When choosing new Speakers, what matters most to you?


When auditioning new speakers have you ever listened to a pair you thought you really liked only to realize you didn’t like them at all after seeing their measurements/specifications? And I’m not talking about speakers that would be too difficult for your electronics to drive but rather, you just didn’t like their waterfall plot, or their frequency response or some other measurement even though subjectively, you loved the way they sounded? Conversely have you ever listened to a pair of speakers you did not care for only to change your mind after seeing their specs?
 

Assuming speakers can be easily driven by your home electronics, in other words, no compatibility issues related to sensitivity or impedance, what is the single most important thing you look for when finding speakers you’ll enjoy listening to? How do you go about confirming the speakers you buy will be enjoyable to listen to in your home system?

ted_denney

Showing 2 responses by mijostyn

@vinylvalet, do you mean measurements or specifications? Specifications are for all intents and purposes meaningless when it comes to loudspeakers. How a speaker is going to perform is based almost entirely on it's design. Frequency response characteristics can be adjusted but to what end? This really needs to be done in the speaker's final location. 

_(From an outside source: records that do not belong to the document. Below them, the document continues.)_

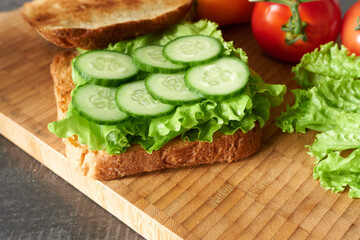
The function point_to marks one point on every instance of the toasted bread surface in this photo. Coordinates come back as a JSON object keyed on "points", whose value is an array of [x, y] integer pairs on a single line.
{"points": [[176, 153], [93, 24]]}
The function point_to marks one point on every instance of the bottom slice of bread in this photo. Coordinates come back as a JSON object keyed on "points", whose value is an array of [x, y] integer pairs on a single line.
{"points": [[177, 153]]}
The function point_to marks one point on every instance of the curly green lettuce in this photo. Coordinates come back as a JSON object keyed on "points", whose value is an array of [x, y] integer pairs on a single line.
{"points": [[331, 106], [197, 121]]}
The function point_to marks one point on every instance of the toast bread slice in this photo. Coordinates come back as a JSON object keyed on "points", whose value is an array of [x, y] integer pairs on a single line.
{"points": [[176, 153], [93, 24]]}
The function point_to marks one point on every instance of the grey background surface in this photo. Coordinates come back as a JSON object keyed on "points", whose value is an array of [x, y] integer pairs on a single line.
{"points": [[37, 204]]}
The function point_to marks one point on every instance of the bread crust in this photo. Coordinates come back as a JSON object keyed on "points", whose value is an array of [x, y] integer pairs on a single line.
{"points": [[45, 21], [177, 153]]}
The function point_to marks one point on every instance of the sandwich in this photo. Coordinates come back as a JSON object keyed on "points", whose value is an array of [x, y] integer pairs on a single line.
{"points": [[177, 97]]}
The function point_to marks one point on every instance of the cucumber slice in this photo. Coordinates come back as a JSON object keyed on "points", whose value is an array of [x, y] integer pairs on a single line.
{"points": [[171, 89], [219, 79], [193, 50], [97, 104], [151, 59], [105, 68], [134, 99]]}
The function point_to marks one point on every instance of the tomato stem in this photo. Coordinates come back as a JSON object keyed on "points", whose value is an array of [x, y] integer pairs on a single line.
{"points": [[294, 29], [358, 24]]}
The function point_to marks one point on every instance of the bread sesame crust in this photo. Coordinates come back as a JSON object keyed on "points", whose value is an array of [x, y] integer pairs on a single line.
{"points": [[44, 17]]}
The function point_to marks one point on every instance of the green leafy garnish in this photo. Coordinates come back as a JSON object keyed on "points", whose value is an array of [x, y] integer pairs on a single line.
{"points": [[330, 105], [193, 122]]}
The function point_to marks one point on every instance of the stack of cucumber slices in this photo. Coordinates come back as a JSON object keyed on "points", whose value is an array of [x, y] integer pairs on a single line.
{"points": [[185, 71]]}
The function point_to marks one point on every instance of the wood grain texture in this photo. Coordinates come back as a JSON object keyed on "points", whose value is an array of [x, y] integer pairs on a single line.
{"points": [[269, 195]]}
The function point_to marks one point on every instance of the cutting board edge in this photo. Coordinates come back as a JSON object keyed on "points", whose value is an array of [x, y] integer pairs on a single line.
{"points": [[101, 194]]}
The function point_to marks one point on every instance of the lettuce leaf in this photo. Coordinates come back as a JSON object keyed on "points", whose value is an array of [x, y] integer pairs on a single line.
{"points": [[331, 106], [336, 172], [330, 61], [320, 108], [192, 122]]}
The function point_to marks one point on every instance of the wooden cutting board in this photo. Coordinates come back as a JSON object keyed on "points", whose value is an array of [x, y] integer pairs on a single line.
{"points": [[269, 195]]}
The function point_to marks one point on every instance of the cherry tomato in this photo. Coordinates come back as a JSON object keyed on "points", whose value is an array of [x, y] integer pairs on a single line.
{"points": [[323, 22], [349, 36], [225, 12]]}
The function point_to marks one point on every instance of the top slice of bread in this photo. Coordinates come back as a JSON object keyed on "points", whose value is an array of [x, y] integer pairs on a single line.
{"points": [[93, 24], [176, 153]]}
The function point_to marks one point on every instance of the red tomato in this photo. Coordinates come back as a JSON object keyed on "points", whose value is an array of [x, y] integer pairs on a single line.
{"points": [[323, 19], [225, 11], [349, 36]]}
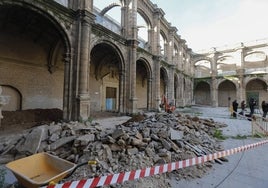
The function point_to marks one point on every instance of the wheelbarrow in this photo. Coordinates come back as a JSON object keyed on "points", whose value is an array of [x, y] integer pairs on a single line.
{"points": [[42, 169]]}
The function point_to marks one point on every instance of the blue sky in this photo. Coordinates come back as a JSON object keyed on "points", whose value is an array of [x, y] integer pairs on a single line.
{"points": [[213, 23]]}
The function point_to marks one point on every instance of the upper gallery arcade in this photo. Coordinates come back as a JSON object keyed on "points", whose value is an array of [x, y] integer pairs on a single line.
{"points": [[73, 56]]}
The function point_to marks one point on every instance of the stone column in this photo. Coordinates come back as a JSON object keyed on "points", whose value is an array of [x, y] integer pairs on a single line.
{"points": [[122, 92], [156, 89], [67, 99], [171, 84], [156, 50], [241, 95], [83, 92], [132, 48], [214, 91], [149, 94]]}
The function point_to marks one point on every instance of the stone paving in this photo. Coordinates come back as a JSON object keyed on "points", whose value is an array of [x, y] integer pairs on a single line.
{"points": [[246, 169]]}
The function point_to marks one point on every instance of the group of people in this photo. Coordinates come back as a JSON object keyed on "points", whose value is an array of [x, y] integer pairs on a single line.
{"points": [[252, 104]]}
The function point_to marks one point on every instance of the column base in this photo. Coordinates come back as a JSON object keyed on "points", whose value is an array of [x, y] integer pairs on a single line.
{"points": [[84, 107]]}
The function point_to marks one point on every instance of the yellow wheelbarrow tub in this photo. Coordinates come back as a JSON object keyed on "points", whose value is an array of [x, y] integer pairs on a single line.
{"points": [[40, 169]]}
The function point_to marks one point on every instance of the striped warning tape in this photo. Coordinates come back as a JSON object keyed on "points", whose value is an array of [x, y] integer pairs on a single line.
{"points": [[136, 174]]}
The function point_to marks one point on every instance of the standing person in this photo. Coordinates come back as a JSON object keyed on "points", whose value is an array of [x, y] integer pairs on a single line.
{"points": [[252, 104], [243, 107], [264, 106], [235, 106]]}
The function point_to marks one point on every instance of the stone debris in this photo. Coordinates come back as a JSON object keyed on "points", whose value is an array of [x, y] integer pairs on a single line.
{"points": [[154, 139]]}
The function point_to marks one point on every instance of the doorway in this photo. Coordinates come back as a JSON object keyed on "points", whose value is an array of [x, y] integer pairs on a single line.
{"points": [[110, 98]]}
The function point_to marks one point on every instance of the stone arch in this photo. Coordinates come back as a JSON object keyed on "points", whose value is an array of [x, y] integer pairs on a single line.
{"points": [[256, 88], [202, 93], [226, 93], [163, 43], [145, 17], [176, 88], [163, 81], [107, 80], [109, 7], [143, 84], [37, 26]]}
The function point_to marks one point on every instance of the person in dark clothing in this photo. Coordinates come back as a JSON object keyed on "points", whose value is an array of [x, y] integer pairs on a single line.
{"points": [[252, 104], [235, 106], [264, 106]]}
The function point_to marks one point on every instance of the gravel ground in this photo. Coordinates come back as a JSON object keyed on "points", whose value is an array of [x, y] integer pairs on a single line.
{"points": [[215, 178]]}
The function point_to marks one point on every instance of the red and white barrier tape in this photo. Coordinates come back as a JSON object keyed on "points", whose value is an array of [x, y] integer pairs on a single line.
{"points": [[136, 174]]}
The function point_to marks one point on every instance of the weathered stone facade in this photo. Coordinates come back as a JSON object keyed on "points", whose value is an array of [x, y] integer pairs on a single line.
{"points": [[238, 72], [70, 55]]}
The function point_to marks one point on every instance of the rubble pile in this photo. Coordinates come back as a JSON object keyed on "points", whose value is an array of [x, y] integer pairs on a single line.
{"points": [[156, 139]]}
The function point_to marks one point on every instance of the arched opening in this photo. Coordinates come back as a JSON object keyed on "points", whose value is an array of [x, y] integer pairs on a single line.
{"points": [[257, 89], [105, 79], [31, 59], [15, 98], [227, 93], [202, 94], [163, 82], [142, 84], [176, 86]]}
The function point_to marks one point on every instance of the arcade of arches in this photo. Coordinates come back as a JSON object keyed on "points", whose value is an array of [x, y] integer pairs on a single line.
{"points": [[70, 55]]}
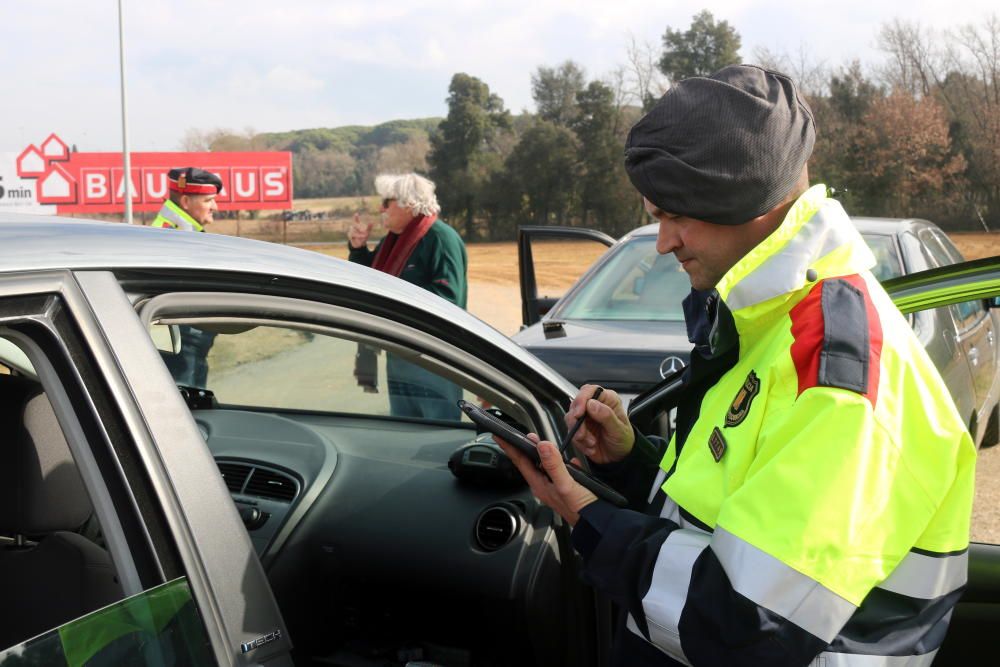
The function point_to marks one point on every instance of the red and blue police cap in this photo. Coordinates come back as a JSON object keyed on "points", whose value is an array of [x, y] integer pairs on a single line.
{"points": [[193, 181]]}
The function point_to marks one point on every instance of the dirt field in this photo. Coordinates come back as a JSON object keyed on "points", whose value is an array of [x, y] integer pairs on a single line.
{"points": [[495, 298]]}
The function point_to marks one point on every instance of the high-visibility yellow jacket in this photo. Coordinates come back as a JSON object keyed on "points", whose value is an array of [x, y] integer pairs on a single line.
{"points": [[172, 216], [817, 510]]}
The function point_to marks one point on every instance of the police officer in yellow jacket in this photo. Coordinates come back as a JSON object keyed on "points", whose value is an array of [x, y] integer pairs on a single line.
{"points": [[813, 505], [190, 206]]}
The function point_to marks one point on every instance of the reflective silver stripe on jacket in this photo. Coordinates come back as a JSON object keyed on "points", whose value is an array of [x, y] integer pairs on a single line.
{"points": [[765, 580], [858, 660], [785, 271], [928, 577], [668, 589], [177, 221]]}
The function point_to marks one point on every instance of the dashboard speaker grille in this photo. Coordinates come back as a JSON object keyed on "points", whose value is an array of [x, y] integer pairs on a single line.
{"points": [[495, 527], [234, 474], [270, 484]]}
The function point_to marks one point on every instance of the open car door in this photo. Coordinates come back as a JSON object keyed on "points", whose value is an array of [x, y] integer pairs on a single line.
{"points": [[969, 637], [558, 244]]}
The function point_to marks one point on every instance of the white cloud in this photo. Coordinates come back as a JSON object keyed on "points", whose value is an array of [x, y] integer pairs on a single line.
{"points": [[305, 63]]}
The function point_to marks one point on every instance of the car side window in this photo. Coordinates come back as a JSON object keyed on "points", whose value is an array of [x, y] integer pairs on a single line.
{"points": [[286, 368], [886, 257], [944, 253], [64, 588]]}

Where is this size phobia coming from?  In order to make low bass a speaker needs to be larger. All those tower speakers with 6" woofers do not make low bass. A speaker's loudness limit is usually determined by it's tweeter. For arguments sake, lets say we have the worlds best 1" dome tweeter. I can put that tweeter in an enclosure with two 6" woofers and have a lovely little tower speaker or bookshelf. I can take the same tweeter and stick it in a much larger enclosure with two 6" midrange drivers and two 12" woofers. Both speakers will go just as loud but which one is going to make better bass? One guess only. Which speaker is going to be more enjoyable to listen to? Does the room size make a difference? The larger speaker is going to sound much better in any size room for two reasons, it makes more and lower bass and there is much less distortion in the midrange because those drivers have been relieved of the long excursions bass requires. As a rule of thumb bigger speakers are better. They are also more expensive so, you get the sour grapes attitude you frequently see and hear on this website. My speakers are HUGE and I love every square inch. There is not a single smaller loudspeaker I would care to own, even ones that are extremely more expensive. As most women know, size is everything:)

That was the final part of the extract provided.